Sound familiar? Because you know, lots of people don’t have internet. But our punctuated-laddermill flygen contraption, ladder(mill)ing into the jet stream, can easily handle one more easy job. All we have to do is type the words into a website! Presto - instant internet! Especially since people in remote locations have low standards, so they won’t mind if the connection goes down whenever the wind is not right. And besides, if we decide our contraption - err, um, idea for a contraption - is otherwise worthless, we can eliminate it entirely, and deftly switch horses midstream, and become an airborne internet connection company, like the MIT-associated Altaeros, and come up with new lies, new renderings, to raise still more “money for nothing”, for stuff we’re STILL never really ever gonna do! This is great! Just go to a big-name school, make up a story, and people will send money! Then you can use that money to take beautiful girls out for dinner, and talk about how great the idea is! You’re a rock star, with a new hit! “Money for nothin’, and the chicks are free”! Should be able to last a couple years before people start asking basic questions like “Where is the grid-powered remote location exactly? How much power are they making today?”
This basic idea is not new. For one thing, they’ve basically reduced laddermill to 3 blades, added a disproven Honeywell-style rim generator, converting the groundgen laddermill to a punctuated multi-skygen train. Weak, very weak…

Beyond that, how is this better than Shepard’s idea from 30+ years ago?:
Power generation from high altitude winds
Patent: US4659940A
Inventor: David H. Shepard

Abstract:
There are disclosed method and apparatus for the production of electrical power from high altitude winds. A kitecraft (12) secured to a ground tether (14) supports a cylindrical drum (10) rotatable about a horizontal shaft (60). The drum comprises a plurality of wheels (24) interconnected by airfoils (26) positioned about the cylindrical surface of the drum. Wind action on the airfoils rotates the drum about the horizontal shaft and turns generators (50) to provide electrical power.
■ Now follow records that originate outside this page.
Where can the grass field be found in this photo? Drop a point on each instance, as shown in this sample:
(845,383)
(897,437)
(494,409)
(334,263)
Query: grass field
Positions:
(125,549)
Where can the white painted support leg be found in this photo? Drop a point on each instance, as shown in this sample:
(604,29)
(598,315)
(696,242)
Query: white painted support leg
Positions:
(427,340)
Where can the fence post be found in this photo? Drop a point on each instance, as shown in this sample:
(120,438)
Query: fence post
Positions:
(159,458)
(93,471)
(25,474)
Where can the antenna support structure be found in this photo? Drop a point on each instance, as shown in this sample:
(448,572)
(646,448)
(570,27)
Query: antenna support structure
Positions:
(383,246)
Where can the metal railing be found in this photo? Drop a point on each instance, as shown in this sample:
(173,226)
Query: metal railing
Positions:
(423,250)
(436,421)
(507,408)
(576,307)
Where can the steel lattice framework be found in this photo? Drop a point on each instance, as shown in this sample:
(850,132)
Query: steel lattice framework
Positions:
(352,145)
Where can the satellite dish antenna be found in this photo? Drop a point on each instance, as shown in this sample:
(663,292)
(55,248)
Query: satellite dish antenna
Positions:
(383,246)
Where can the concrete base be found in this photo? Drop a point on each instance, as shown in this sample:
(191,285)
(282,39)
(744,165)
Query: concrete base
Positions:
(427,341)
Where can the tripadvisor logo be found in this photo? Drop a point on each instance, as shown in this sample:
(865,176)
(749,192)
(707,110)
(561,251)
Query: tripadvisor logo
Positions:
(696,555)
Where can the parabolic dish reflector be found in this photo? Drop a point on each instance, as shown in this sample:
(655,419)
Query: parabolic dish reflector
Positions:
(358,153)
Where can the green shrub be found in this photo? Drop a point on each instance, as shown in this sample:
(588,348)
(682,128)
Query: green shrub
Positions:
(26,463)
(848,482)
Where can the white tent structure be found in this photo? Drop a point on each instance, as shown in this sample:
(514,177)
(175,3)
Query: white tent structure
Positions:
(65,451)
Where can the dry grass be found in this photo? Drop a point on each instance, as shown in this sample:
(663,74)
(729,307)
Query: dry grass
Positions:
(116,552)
The kitecraft (12) and drum (10) assembly is constructed to the maximum practical extent from tension members to reduce weight.

(https://patents.google.com/patent/US4659940A/en?

Back to Where (is my) Brain:
The rims add weight, and the rim generators, traveling at the speed of the blades, which should be around 100 mph, would have a LOT of drag or friction.

Professor Crackpot often doesn’t appreciate the century+ of others previously working out reasonable diameters for generators… He thinks it should be bigger than the turbine itself - why? Because Professor Crackpot likes to be different!

At 100 mph, the blades would simply break off, due to centrifugal force. Build one module and put it on a tower, and you’ll see. I’m pretty good at telling wind newbies when their wannabe machines will fly apart. “But the blades never broke off in the renderings!?”

Will the modules fly in a stable manner? Nobody knows. Nobody has tried it. Why? It would be too hard"… You mean “too hard” like laddermill? Endlessly-celebrated, yet nobody ever builds one? If you have ever flown kites, you know very well that what SEEMS like it SHOULD be stable in the wind, often is not! Many promising kites want to just dive directly into the ground! Maybe the modules need tails!

Wherebrain - the future of brainlessness! Let’s start a go-fund-me site to help find my brain!